Question No. 6: Med Center was negligent in attempting to achieve a priority lien position with respect to Tract “A.”
Question No. 7: Fleetwood exercised reasonable diligence to avoid the potential of loss of a superior position in Tract “A.”

The jury’s findings are amply supported by evidence in the record. Indeed, Med Center does not actually contest the sufficiency of the evidence. In Med Center’s brief to this Court, point of error three does include a stated challenge to the legal and factual sufficiency of the evidence to support the jury’s findings. However, the relevant “arguments and authorities” section of the brief presents a “grouped” argument under multiple points of error, and nowhere in that section does Med Center attack the sufficiency of the evidence to support the jury’s findings. Accordingly, any such challenge has been waived. See La Sara Grain Co. v. First Nat’l Bank, 673 S.W.2d 558, 568 (Tex.1984); Peterson v. Dean Witter Reynolds, Inc., 805 S.W.2d 541, 552 (Tex.App.—Dallas 1991, no writ). The jury’s findings are, therefore, binding on this Court. Cf. McGalliard v. Kuhlmann, 722 S.W.2d 694, 696 (Tex.1986).

The jury’s verdict here is extremely important. First, the jury found that Fleet-wood would suffer “substantial harm” if Med Center were given a security interest in Tract “A” that was superior to the lease. As discussed above, prejudice to holders of intervening interests is a long-recognized exception to equitable subrogation. And as we explained in Fleetwood I, the very removal of the “protection” of owning the more senior lien should be a cognizable prejudice to the junior lienholder, even before the junior lien is actually threatened by foreclosure of the senior lien. 786 S.W.2d at 555-56.

Next, the jury found that Med Center had been negligent, but that Fleetwood had exercised reasonable diligence. When the right to subrogation is wholly dependent on equitable principles, negligence on the part of one seeking subrogation is of some importance. Providence Inst, for Sav. v. Sims, 441 S.W.2d 516, 519 (Tex.1969).

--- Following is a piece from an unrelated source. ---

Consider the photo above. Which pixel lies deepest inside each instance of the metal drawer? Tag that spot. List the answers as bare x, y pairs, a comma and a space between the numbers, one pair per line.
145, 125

Finally, and perhaps most significantly, the jury found that Med Center did not have a reasonable expectation that it would obtain a secured position in Tract “A” that was superior to the lease; indeed, the jury found that Med Center never intended to base its loan on Tract “A,” but only on Tract “C.” These findings are of special significance in this case because “[sjubro-gation of the lender is based on the general principle that one who advances money upon a justifiable expectation of receiving security is entitled to the security.” Nelson & Whitman, supra at 714 (emphasis added). Since Med Center had no expectation at all — justifiable or otherwise — of receiving a superior lien on Tract “A,” how can the trial court have abused its discretion in refusing to use its equity power to award such a lien? Moreover, the granting of subrogation to Med Center in these circumstances would defeat the expectations of Fleetwood, because he had crafted the transaction to have protection for his interest in the lease, he had been diligent in doing so, and he was led to believe that his superior lien was being completely extinguished.

For the trial court, this was probably a difficult case of balancing equities. Had I been the trial judge, exercising traditional powers of equity, I am not sure which way I would have ruled. For an appellate court, however, merely reviewing the trial court’s decision under an abuse-of-discretion standard, the case is easier. Where binding determinations of fact have been made that Fleetwood would suffer harm, that Fleetwood exercised reasonable diligence, that Med Center was negligent, and *292that Med Center never intended or expected to be secured by a superior lien on Tract “A” in the first place, the trial court’s refusal to grant Med Center the equitable remedy of subrogation cannot, in my opinion, be considered arbitrary, unreasonable, or without reference to any guiding rules and principles. If it can be, then subrogation is no longer an equitable doctrine, but one governed by bright-line, as-a-matter-of-law principles.

I would affirm the trial court’s judgment.